Laboratory Courses
Fachpraktika (Labs)
Please use the online registration
Room
ETF B104.1
Date and Time
Monday, Wednesday and Friday: 13:15 – 16:15
Assistants
(Mondays)
(Wednesdays and Fridays)
Fall Semester 2024
SV 1: Analog Filters
In this experiment, an active filter is constructed and measured. Consisting of resistors, capacitors, and an amplifier, it belongs to the class of active RC filters. Properties such as the frequency and time domain's behavior are investigated using a second-order low-pass filter. The experimental circuits are built on a plug-in board with discrete components.
SV 2: Digital Filters
Linear digital filters are designed on the computer and applied to audio signals. The sampling rate is converted and the resulting aliasing is prevented with a filter.
SV 4: Equalization and Adaptive Filters
In wireless and wired data transmission, a signal is sent through a channel. The channel distorts and noises the signal. Equalization of the received signals is a task for which there are many possible solutions.
In this lab exercise, several methods are tested experimentally.
SV 7: K-Means and Spectral Clustering
When confronted with a huge amount of data, we are interested in quickly learning the structure of this data and clustering it by similarity. The goal is to find a smaller representation which still explains quite well our data. Clustering or the art of grouping similar objects together has a plethora of applications in various fields such as vector quantization, grouping proteins or density estimation. In this experiment, we focus on two different clustering algorithms: K-means, for clustering vectors and Spectral Clustering for grouping objects described by a graph. These two algorithms will be implemented in Python and applied to simple examples: clustering data points generated by Gaussian distributions, quantizing colored pixels of an image and clustering research areas. No prior knowledge on Python is required.
Spring Semester 2024
SV 1: Analog Filters
In this experiment, an active filter is constructed and measured. Consisting of resistors, capacitors, and an amplifier, it belongs to the class of active RC filters. Properties such as the frequency and time domain's behavior are investigated using a second-order low-pass filter. The experimental circuits are built on a plug-in board with discrete components.

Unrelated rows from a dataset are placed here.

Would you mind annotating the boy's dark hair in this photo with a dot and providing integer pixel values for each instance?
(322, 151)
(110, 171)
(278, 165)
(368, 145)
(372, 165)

SV 5: Error Correcting Codes
In this exercise, error correction codes are introduced. A few codes are demonstrated and their error correction capabilities are compared. A few simple examples describe the basic structure of a code. This is followed by more complex codes, and shows how a picture is completely recovered after being corrupted by errors.
SV 6: Polynomial Regression and Neural Networks
In a test case, polynomial fitting is compared with regression using a neural network. The issue of overfitting is addressed for both methods.
SV 8: Continuous Phase Modulation
Many digital modulation techniques result in a transmitted signal which - depending on the data to be transmitted - might change abruptly. This leads to detrimental spectral characteristics (e.g., poor spectral efficiency). In contrast, continuous phase modulation (CPM) modulates the data bits in a continuous manner and has therefore a high spectral efficiency. This is particularly interesting in wireless communication where bandwidth is expensive. In fact, CPM is most notably used in GSM.
In this experiment you will investigate a communication system that uses CPM modulation. With the aid of SIMULINK, you will simulate the modulation and decoding processes of CPM systems, and you will analyze key figures such as spectral characteristics of the modulated signal or probability of a decoding error.